While she makes the customary protestations about the impossibility of describing the state of divine union in merely linguistic terms, for the “language of such a life of divine life is a hidden silence of divine love” (Chapter 94, page 169), and she informs the reader that the final, seventh stage of mystical progression “love keeps within herself” (Chapter 118, page 194) Marguerite feels impelled by the divine will to speak:
O Lover of gentle nature,
You are much to be praised …
And thus I must not hold silence
About your beauty and goodness.
Powerful you are for my sake, and wise;
Such I cannot hide.
(Chapter 122, page 199)
While the medium of language may be inadequate, Marguerite's voice is not. Rather, located within the framework of divine inspiration, it is awesome in its certainty. By the end of her book, Marguerite/the Soul explicitly and fearlessly reasserts her sex and the fruitfulness of her inspiration:
He is fullness,
And by this I am impregnated.
This is the divine seed and Loyal Love.
(Chapter 122, page 201)
The Soul is at once annihilated and yet fecund and life-affirming.

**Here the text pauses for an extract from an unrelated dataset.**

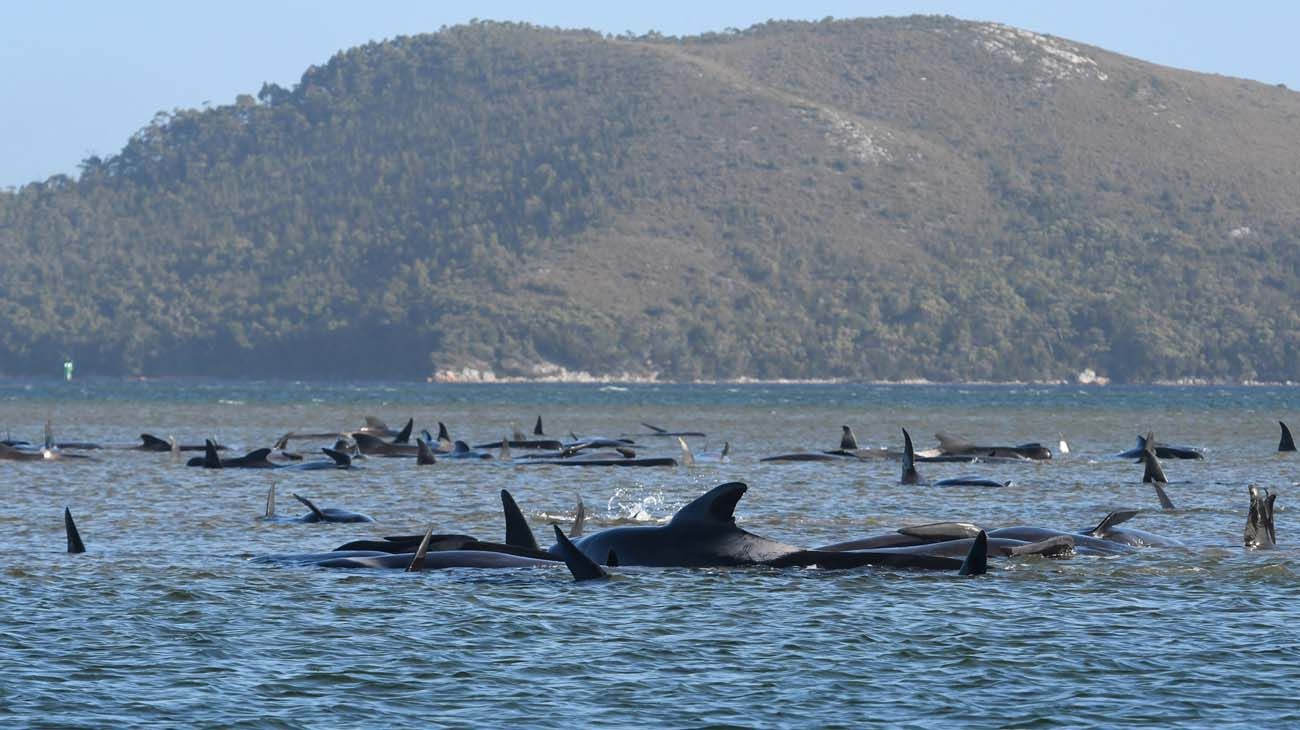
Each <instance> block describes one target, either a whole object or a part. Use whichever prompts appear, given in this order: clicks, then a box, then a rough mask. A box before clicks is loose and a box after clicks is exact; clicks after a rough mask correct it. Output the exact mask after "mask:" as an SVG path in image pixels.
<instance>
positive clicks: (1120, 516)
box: [1084, 509, 1138, 538]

Marguerite Porete used the conventions of courtly love and, more significantly, of courtly authority to construct a theocratic universe which was the antithesis of the society which she saw around her. The voice in which she wrote was confident and authoritative, and yet it was also unmistakably and determinedly, the voice of a woman. It is the combination of these two elements in The Mirror of Simple Souls which made Marguerite's work fatally dangerous and which has rendered it timeless.
References
Devlin, Dennis. “Feminine Lay Piety in the High Middle Ages: The Beguines.” Medieval Religious Women: Volume One: Distant Echoes. Ed. John A. Nicholas and Lillian Thomas Shank. Kalamazoo, MI: Cistercian Publications, 1984.
Dronke, Peter. Women Writers of the Middle Ages. Cambridge: Cambridge University Press, 1984.
Kadar, Marlene. Essays in Life Writing: From Genre to Critical Practice. Toronto: University of Toronto Press, 1992.
Porete, Marguerite. The Mirror of Simple Souls. Trans. Ellen Babinsky. New York: Paulist Press, 1993.
Verduyn, Christl. Lifeline: Marian Engel's Writings. Montreal and Kingston: McGill-Queen's University Press, 1995.
Zum Brunn, Emilie, and Georgette Epiney-Burgard. Women Mystics in Medieval Europe. New York: Paragon House, 1989.